抗TNFα薬は強力な症状改善効果とともに関節破壊進展抑制効果をもち、関節リウマチ(RA)治療に重要な役割を担っている。米国ではインフリキシマブ(IFX)エタネルセプト(ETN)アダリムマブが上市され、個々の患者の病態などによって使い分け、切り替えがなされている。米セントコア社のTang氏らは、抗TNFα薬間の切り替えの実態について検討。米国リウマチ学会・学術集会の臨床研究会で、米国で使用可能な3剤のなかで、IFXは最も切り替え率が低かったことを報告した。

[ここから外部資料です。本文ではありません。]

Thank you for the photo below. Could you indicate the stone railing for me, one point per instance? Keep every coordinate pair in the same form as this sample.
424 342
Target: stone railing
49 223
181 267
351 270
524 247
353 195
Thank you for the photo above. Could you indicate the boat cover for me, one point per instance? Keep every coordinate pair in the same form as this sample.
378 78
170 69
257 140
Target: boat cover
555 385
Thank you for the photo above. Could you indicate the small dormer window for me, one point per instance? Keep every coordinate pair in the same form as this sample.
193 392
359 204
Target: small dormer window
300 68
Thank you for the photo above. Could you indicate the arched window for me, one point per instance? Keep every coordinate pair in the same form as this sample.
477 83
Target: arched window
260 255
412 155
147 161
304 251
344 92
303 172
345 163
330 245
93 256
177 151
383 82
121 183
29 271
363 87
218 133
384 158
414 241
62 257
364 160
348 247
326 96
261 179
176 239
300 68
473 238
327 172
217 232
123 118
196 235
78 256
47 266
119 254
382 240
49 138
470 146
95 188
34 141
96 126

 今回Tang氏らは、米国の6つのRA診療施設の2006年第4四半期の診療記録から、2002〜2004年に抗TNF療法を開始した関節リウマチ(RA)患者496例のデータを抽出。これらの患者における抗TNFα薬間の切り替え状況をレトロスペクティブに検討した。

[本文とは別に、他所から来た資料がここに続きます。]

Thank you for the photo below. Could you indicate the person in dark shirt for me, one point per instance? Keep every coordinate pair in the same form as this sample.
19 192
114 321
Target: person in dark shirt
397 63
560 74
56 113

 最初に処方された抗TNF薬は、IFXが266例(53.6%;IFX群)と最も多く、次いでETNが146例(29.4%;ETN群)、ADAが84例(14.1%;ADA群)であった。ETN群患者の平均年齢(52.6歳)は他の2群(IFX群57.6歳、ADA群57.1歳)より若年であった(p=0.003)が、その他の背景因子に有意な偏りはみられなかった。また、最初の処方からの追跡期間も同等であった(平均614.8日)。

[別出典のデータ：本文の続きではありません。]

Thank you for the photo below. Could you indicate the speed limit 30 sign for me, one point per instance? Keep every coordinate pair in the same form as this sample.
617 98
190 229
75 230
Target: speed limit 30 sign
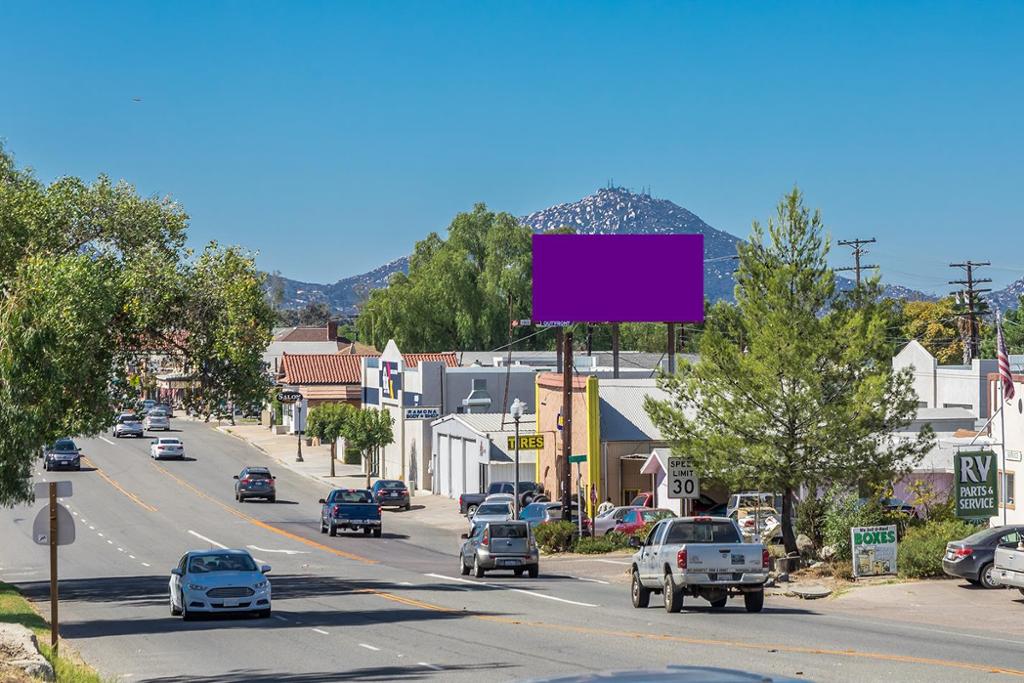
683 480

 IFX群において追跡期間内に他の抗TNFα薬への切り替えを行った患者は266例中31例(11.7%)であり、切り替え率はETN群の26.0%(38/146例)、ADA群の21.4%(18/84例)より有意に低率であった(p<0.001)。

 また、有意差を得るには至らなかったものの、IFX群では「効果不十分」を切り替えの理由に挙げた患者が最も少なく(IFX群6.5%、ETN群13.2%、ADA群27.8%)、効果減弱が他の2剤より起こりにくい可能性が示唆された。

 抗TNFα薬の選択や切り替えには「効果不十分」、「安全性」以外に投与間隔などの患者嗜好や医療経済上の選択など様々な理由が考えられるが、IFXは現在の米国において最も切り替え率の低い抗TNFα薬であることが明らかとなった。